Mar.11 (GMM) Ralf Schumacher, who knows Adrian Newey personally and spends time with him even away from the paddock, believes the Briton’s tenure as Aston Martin team principal will be short-lived – and that the Honda crisis has only accelerated the inevitable.
The Sky Deutschland pundit and former F1 driver said that combining the roles of team principal and chief designer was a mistake from the outset.
“Someone will soon come to replace him” in the team principal role, Schumacher said, though he was clear that a full dismissal is out of the question given Newey’s reputation and his status as a shareholder.

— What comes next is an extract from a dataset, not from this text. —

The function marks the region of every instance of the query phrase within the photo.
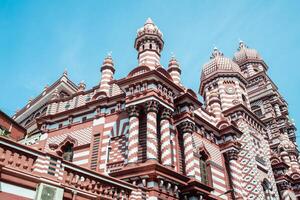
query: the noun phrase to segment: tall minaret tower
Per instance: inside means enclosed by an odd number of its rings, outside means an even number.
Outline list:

“He must go back to where he belongs – a position behind the scenes,” he added. “There are plenty of problems to solve, but as a team principal? He may not be suitable for that. That’s simply not how he is.
“I think he’s forcing himself to do this now. We also notice this in the interviews. He prefers to stay in the background, doing his own thing. He also walks past everyone, even if successes have been achieved.”
Schumacher said Newey’s personality makes the public-facing demands of the team principal role particularly ill-suited to him. “He must keep his peace and protect himself, except for a small group of people where he feels comfortable. I should know.
“You have to understand and be able to accept that from him. He’s a kind of deputy at the moment until there’s a switch in the staff.”
The assessment comes amid growing tension between Newey and Honda, after the Briton’s public claims that Fernando Alonso and Lance Stroll risked permanent nerve damage from driving the AMR26 prompted a pointed response from Honda Racing president Koji Watanabe, who said he was “puzzled” as to why Newey had spoken on the drivers’ behalf without numerical data to support the assertion.
However, Marca sports newspaper claims the excessive vibration from Honda’s troubled 2026 power unit risks exacerbating old hand and spinal injuries sustained earlier in 44-year-old Alonso’s long career.